Gaudí fue de los últimos arquitectos que usaron profusamente el ornato y los oficios artesanos
Y es entonces cuando se crean los falsos consensos. El de la modernidad por la modernidad en la arquitectura. Como algunos representantes de la profesión tienen una retórica envidiable, son capaces de hacer que olvidemos el daño que hizo, en nombre de la modernidad, mucha edificación de los años 70, tan horrenda que, sinceramente, el hotel de Moneo puede hasta defenderse al lado de edificios próximos de aquella década que nos dejó también ejemplares en la Alameda o el mismo edificio del Café Central en la plaza de la Constitución. Café, por cierto, camino de ser una taberna irlandesa en manos de un fondo sueco con otro bar del estilo en Puerto Banús, lo que confirma la tendencia a la costalización de Málaga. Tirando de ese hilo, llegamos a Alfonso de Hohenlohe y su lucha por que el puerto de Marbella tuviera aires mediterráneos y no fuera una hilera de torres proyectadas por Lamela, como llegó a estar previsto. Cerca de la plaza de la Constitución y de ese horror de edificio está, sin embargo, el que alberga el restaurante Perro Viejo, en la plaza de San Juan de Dios, que se podrá visitar de la mano de su arquitecto, Antonio Díaz, en la Semana de la Arquitectura. Así podremos ver lo que es creer en la belleza de los detalles y en la necesidad de recuperar edificios que, hace 15 años, parecían anodinos.

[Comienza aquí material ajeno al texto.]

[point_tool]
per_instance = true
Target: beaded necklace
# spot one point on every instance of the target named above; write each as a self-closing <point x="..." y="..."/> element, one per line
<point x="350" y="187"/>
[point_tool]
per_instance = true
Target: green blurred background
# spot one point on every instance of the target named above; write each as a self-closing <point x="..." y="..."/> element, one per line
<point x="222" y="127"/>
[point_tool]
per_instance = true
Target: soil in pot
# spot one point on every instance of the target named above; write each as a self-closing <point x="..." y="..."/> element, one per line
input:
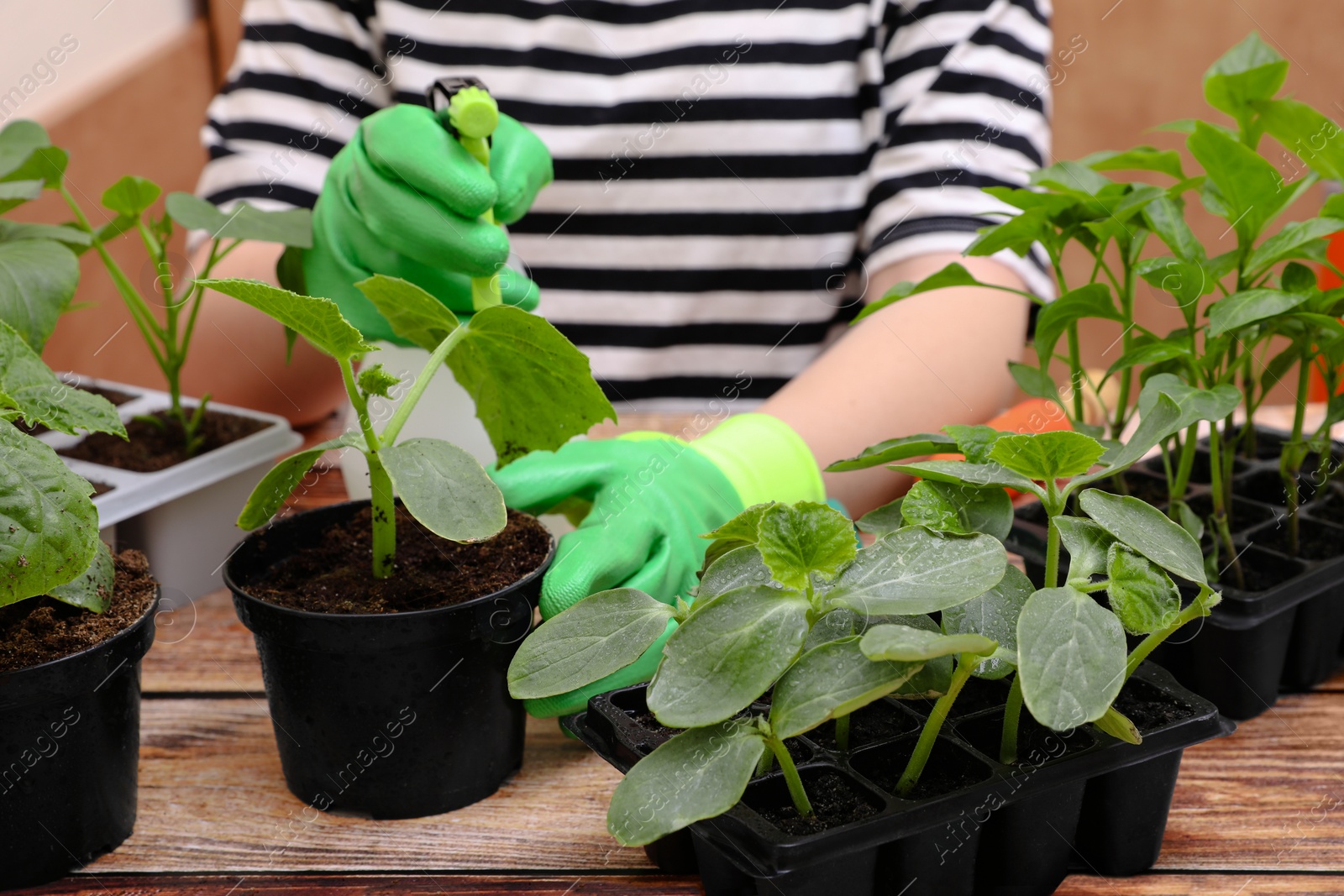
<point x="45" y="629"/>
<point x="156" y="446"/>
<point x="335" y="575"/>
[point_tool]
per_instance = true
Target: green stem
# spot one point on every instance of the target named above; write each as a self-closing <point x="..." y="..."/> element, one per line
<point x="920" y="758"/>
<point x="382" y="499"/>
<point x="1012" y="718"/>
<point x="790" y="777"/>
<point x="413" y="396"/>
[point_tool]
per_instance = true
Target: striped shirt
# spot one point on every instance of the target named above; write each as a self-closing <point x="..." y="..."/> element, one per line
<point x="726" y="170"/>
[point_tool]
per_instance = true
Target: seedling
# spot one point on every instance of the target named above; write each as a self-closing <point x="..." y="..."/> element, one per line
<point x="29" y="164"/>
<point x="533" y="391"/>
<point x="1234" y="302"/>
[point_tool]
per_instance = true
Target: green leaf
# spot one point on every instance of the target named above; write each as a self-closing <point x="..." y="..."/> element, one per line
<point x="800" y="539"/>
<point x="882" y="520"/>
<point x="600" y="634"/>
<point x="994" y="616"/>
<point x="413" y="313"/>
<point x="974" y="443"/>
<point x="1142" y="597"/>
<point x="1088" y="546"/>
<point x="831" y="681"/>
<point x="38" y="278"/>
<point x="447" y="490"/>
<point x="375" y="380"/>
<point x="534" y="391"/>
<point x="906" y="644"/>
<point x="1250" y="307"/>
<point x="92" y="589"/>
<point x="282" y="479"/>
<point x="891" y="450"/>
<point x="29" y="385"/>
<point x="1137" y="159"/>
<point x="958" y="508"/>
<point x="696" y="774"/>
<point x="978" y="474"/>
<point x="1249" y="71"/>
<point x="131" y="195"/>
<point x="1243" y="184"/>
<point x="288" y="226"/>
<point x="1117" y="726"/>
<point x="914" y="570"/>
<point x="1047" y="456"/>
<point x="1290" y="242"/>
<point x="727" y="654"/>
<point x="1034" y="382"/>
<point x="318" y="320"/>
<point x="1072" y="658"/>
<point x="19" y="139"/>
<point x="1147" y="531"/>
<point x="17" y="192"/>
<point x="49" y="527"/>
<point x="1093" y="300"/>
<point x="737" y="569"/>
<point x="951" y="275"/>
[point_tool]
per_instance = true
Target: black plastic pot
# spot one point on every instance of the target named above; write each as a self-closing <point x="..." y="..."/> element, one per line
<point x="69" y="752"/>
<point x="1079" y="797"/>
<point x="1281" y="634"/>
<point x="396" y="715"/>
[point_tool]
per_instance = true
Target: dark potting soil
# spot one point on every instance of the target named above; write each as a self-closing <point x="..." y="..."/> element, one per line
<point x="833" y="802"/>
<point x="335" y="575"/>
<point x="870" y="725"/>
<point x="156" y="448"/>
<point x="1148" y="707"/>
<point x="44" y="629"/>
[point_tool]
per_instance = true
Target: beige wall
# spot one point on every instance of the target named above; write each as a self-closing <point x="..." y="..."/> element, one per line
<point x="1142" y="66"/>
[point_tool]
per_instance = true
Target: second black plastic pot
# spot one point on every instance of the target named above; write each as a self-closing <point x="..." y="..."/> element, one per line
<point x="394" y="715"/>
<point x="69" y="754"/>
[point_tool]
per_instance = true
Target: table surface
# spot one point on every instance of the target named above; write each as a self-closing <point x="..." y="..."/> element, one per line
<point x="1254" y="813"/>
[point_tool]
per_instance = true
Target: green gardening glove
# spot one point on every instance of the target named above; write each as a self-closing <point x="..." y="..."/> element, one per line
<point x="652" y="497"/>
<point x="405" y="199"/>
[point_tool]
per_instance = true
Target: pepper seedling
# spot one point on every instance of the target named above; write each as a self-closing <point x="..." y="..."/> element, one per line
<point x="533" y="391"/>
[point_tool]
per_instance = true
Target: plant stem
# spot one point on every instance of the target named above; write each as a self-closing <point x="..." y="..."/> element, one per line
<point x="790" y="777"/>
<point x="920" y="758"/>
<point x="382" y="499"/>
<point x="1012" y="716"/>
<point x="438" y="356"/>
<point x="843" y="732"/>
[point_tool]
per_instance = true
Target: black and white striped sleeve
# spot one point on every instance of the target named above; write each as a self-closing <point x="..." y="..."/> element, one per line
<point x="964" y="103"/>
<point x="306" y="73"/>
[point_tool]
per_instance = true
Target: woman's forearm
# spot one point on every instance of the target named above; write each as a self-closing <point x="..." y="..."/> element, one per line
<point x="914" y="367"/>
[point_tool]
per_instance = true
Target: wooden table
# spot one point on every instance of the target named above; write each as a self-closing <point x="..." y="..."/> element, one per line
<point x="1261" y="812"/>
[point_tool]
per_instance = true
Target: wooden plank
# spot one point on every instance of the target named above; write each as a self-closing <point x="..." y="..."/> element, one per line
<point x="213" y="799"/>
<point x="371" y="886"/>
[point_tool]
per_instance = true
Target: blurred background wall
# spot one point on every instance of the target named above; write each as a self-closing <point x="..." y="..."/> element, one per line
<point x="132" y="97"/>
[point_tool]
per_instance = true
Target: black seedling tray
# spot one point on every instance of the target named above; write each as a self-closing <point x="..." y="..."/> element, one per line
<point x="980" y="826"/>
<point x="1281" y="631"/>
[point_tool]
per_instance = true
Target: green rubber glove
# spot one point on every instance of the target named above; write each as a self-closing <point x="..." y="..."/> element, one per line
<point x="405" y="199"/>
<point x="654" y="497"/>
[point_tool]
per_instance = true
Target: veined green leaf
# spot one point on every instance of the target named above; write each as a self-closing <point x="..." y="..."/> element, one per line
<point x="586" y="642"/>
<point x="445" y="490"/>
<point x="318" y="320"/>
<point x="533" y="389"/>
<point x="696" y="774"/>
<point x="1072" y="658"/>
<point x="413" y="313"/>
<point x="1147" y="531"/>
<point x="729" y="653"/>
<point x="994" y="614"/>
<point x="914" y="570"/>
<point x="830" y="681"/>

En la revista 'Current Affairs', Nathan J. Robinson se preguntaba en un reportaje que cuándo iba a llegar la revolución a la arquitectura y, por si hubiera dudas, empezaba diciendo que la contemporánea es muy aburrida y uniforme. Como dijo mi amiga Mariví al ver las fotos sobre algunos premios Pritzker, eran «el sueño del encofrador». Y no tenemos nada en contra de la arquitectura en hormigón, convenientemente aderezada con verde vegetal. Robinson es un opinador de izquierdas que sabe que, si la modernidad se identifica con la ausencia de belleza, es posible, lo estamos viendo, que haya una reacción conservadora.

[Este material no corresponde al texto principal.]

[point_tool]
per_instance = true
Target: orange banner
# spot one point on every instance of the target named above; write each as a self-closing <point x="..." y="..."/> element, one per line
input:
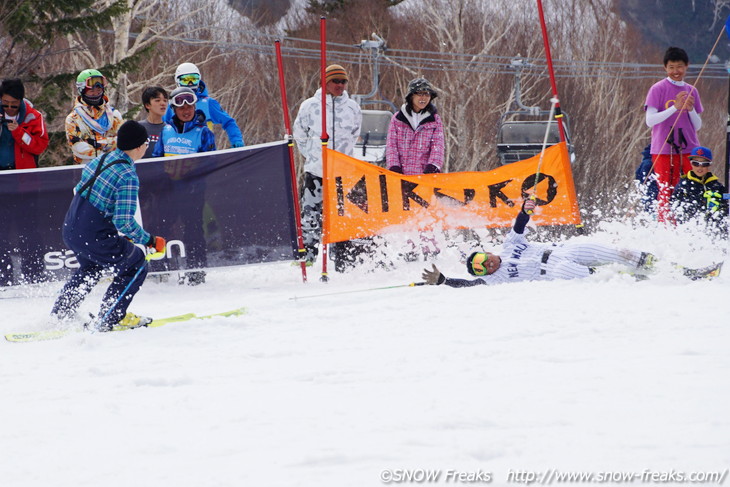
<point x="361" y="199"/>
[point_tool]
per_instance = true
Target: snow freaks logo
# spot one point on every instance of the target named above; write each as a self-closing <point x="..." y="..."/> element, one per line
<point x="66" y="259"/>
<point x="423" y="476"/>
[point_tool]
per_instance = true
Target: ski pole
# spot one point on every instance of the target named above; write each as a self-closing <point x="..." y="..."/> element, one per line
<point x="413" y="284"/>
<point x="136" y="274"/>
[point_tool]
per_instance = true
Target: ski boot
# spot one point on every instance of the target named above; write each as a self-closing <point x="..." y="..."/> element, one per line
<point x="129" y="322"/>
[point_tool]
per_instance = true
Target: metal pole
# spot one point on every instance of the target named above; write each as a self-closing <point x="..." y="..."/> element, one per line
<point x="290" y="139"/>
<point x="558" y="113"/>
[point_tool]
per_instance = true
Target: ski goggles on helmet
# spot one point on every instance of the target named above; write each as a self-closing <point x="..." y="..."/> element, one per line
<point x="479" y="263"/>
<point x="192" y="79"/>
<point x="183" y="99"/>
<point x="95" y="82"/>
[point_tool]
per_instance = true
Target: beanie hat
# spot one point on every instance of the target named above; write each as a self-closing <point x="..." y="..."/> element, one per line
<point x="13" y="87"/>
<point x="131" y="135"/>
<point x="701" y="152"/>
<point x="335" y="71"/>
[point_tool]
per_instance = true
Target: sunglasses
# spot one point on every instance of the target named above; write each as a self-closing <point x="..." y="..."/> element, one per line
<point x="479" y="263"/>
<point x="95" y="82"/>
<point x="188" y="79"/>
<point x="183" y="98"/>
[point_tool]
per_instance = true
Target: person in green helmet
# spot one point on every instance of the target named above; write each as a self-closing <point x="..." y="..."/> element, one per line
<point x="92" y="125"/>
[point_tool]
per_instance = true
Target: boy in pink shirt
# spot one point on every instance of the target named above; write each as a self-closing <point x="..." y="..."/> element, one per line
<point x="672" y="111"/>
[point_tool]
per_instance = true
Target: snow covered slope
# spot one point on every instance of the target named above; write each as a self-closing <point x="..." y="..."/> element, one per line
<point x="605" y="374"/>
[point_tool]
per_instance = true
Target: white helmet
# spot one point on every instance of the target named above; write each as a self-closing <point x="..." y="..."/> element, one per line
<point x="189" y="69"/>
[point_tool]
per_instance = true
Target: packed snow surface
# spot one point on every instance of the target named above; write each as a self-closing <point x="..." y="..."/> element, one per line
<point x="340" y="384"/>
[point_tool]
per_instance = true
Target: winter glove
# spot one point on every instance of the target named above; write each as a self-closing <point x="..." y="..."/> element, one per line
<point x="528" y="207"/>
<point x="433" y="277"/>
<point x="157" y="243"/>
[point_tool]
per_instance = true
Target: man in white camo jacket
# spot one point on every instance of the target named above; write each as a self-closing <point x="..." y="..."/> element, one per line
<point x="343" y="127"/>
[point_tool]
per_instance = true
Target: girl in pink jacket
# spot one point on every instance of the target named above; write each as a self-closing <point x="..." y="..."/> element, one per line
<point x="415" y="143"/>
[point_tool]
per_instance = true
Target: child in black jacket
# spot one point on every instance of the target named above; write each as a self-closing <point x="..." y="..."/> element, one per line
<point x="699" y="192"/>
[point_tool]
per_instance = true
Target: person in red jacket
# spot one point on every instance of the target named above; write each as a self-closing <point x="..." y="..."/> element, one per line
<point x="23" y="135"/>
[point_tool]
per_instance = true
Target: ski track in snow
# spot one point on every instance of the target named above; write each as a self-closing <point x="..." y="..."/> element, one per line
<point x="604" y="374"/>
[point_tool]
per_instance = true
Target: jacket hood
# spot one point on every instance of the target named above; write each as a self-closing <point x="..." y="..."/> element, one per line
<point x="318" y="95"/>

Y la belleza no tiene por qué ser ostentosa. Puede ser simple, artesanal. Lo pensaba el otro día en una casa en Monte Sancha que fue un hotel exquisito de Eugenia Gross: allí, mirando una maceta de la colonia de Santa Inés, unos jazmines en el suelo. Ya no hacen aquellas macetas. Se ha perdido artesanía y la arquitectura moderna es muy culpable. Ha prescindido del ornato. El minimalismo solo precisa de tonalidades blancas que se atreven como revolución con el gris y el beige. Podríamos pensar, como barruntamos el otro día cerca de unos azulejos preciosos en la Casa de Guardia, que echamos en falta cierta escala humana, como debatía con una amiga paisajista. Pero, ¿y las catedrales? ¿Lo eran? No precisamente.

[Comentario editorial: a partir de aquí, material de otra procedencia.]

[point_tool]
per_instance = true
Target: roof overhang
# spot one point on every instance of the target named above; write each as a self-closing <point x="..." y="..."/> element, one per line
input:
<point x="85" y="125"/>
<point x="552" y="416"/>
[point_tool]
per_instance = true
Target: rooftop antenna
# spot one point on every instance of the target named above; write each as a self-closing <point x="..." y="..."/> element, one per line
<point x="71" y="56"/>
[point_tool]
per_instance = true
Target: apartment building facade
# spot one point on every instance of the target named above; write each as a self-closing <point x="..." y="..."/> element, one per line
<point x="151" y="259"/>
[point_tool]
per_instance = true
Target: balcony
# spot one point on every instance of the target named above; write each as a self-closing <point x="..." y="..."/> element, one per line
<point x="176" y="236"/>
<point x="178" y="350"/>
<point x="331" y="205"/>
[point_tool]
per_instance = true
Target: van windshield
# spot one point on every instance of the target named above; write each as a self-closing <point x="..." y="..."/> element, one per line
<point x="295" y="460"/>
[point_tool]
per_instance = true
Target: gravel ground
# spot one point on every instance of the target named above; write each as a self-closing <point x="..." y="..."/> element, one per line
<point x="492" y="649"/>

Gaudí fue de los últimos arquitectos que usaron profusamente el ornato y los oficios artesanos. Adivinen qué es lo que más buscan los viajeros en Barcelona. Y ya entonces, conviene recordar, Gaudí era un antimoderno, alguien a contracorriente. Incluso creía en Dios. Puede incluso que no se creyera un dios él mismo de ninguna disciplina artística. Pero sí hablaba de la ornamentación y de que es y será colorida, porque somos seres humanos, vivos, y «la naturaleza no nos presenta ningún objeto monótonamente uniforme». Como esas fachadas que admiré esta semana en un paseo por Madrid. Como esas otras en las que me suelo fijar por Málaga.
Aprovechen y paseen durante la Semana de la Arquitectura y, dentro de no mucho, en Open House Málaga. Mediten quizás si una smart city, además de usar big data para uso de zona azul, de agua, de electricidad, convendría que fuera también una ciudad que cuidara los detalles, la estética, la escala humana.